Il Museo ha dedicato la sua prima mostra a Biancaneve, la prossima sarà un omaggio a Tyrus Wong: «Ha lavorato poco per la Disney, era arrivato nel ’38, faceva le intercalazioni ma lo odiava. Si lasciava dietro piccoli pezzetti di carta su cui faceva degli schizzi, erano talmente belli che lo spostarono subito nel team che stava lavorando a Bambi. Fu lui a creare delle pitture di paesaggio con cervi che diedero quel tocco orientale, affascinante. Poi passò alla Warner Bros. Oggi ha 103 anni e dipinge aquiloni, sarà bellissimo averlo con noi e rendergli omaggio». I piani futuri del Museo vanno verso la creazione di un polo della creatività intorno al fumetto, un settore dove è forte l’impronta di Walt Disney ma che ha generato infiniti altri mondi. Così la prossima tappa dovrebbe essere una mostra su Chuck Jones, padre dei Looney Tunes per la Warner Bros. Uno sguardo che includerà naturalmente anche il mondo orientale, a partire da Hayao Miyazaki.

Attenzione, poi, agli sviluppi dei personaggi Disney nel vecchio continente: «Sono stupita e affascinata dal fatto che in Europa i fumetti siano così diffusi e amati. Negli Usa la produzione per il cinema e la tv ha preso subito il sopravvento, invece ad esempio in Italia c’è una passione fortissima per le strip di Topolino e, soprattutto, per il mondo dei paperi, a partire dalle sfuriate di Paperino.
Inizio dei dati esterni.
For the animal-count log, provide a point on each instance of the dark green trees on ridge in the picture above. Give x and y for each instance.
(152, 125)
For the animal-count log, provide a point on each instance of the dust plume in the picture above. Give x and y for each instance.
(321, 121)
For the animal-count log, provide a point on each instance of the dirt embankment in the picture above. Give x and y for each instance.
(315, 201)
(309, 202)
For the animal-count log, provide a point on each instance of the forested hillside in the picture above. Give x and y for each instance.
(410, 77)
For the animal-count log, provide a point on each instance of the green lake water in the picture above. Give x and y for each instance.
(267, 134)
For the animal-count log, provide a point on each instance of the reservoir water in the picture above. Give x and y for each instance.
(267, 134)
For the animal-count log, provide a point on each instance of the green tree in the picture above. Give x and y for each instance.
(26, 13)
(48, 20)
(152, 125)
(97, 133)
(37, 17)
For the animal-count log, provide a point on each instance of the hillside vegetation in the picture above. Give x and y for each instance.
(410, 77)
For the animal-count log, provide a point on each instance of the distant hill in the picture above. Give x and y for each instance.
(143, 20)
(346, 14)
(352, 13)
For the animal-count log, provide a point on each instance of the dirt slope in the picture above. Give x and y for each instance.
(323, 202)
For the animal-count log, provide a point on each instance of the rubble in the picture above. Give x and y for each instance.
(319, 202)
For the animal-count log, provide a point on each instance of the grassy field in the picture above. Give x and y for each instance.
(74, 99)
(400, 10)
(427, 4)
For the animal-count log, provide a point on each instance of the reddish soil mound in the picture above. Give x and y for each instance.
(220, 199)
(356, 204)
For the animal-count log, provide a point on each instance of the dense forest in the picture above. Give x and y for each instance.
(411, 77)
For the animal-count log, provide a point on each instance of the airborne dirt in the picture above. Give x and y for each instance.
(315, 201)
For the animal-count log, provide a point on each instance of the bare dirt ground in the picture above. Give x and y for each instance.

Un fenomeno talmente vivo da alimentare il collezionismo ma anche generazioni di bravissimi cartoonist». Una storia cominciata con l’editore Mondadori negli anni ’30 ed esplosa negli anni ’50. Luca Boschi, curatore della mostra al Pan, fa cominciare il percorso proprio dagli inizi. Negli espositori persino le tavole del Topolino autarchico, trasformato dal regime di Mussolini in un improbabile eroe italiano Topo Lino. Dai due lati dell’oceano c’era bisogno di ottimismo e buon umore per reagire al secondo conflitto bellico: «Anche l’idea dei parchi a tema era un modo per diffondere gioia. Ma era anche convinto – conclude Diane Disney – che il mondo del fumetto fosse un’espressione artistica che poteva trasformarsi in un lavoro di successo. Per questo si dedicò alla fondazione del California Institute of the Arts. È la scuola dove, a partire dagli anni ’60, si sono formate generazioni di animatori. Da lì provengono molti professionisti della Pixar, mio padre sarebbe stato entusiasta del loro lavoro oggi».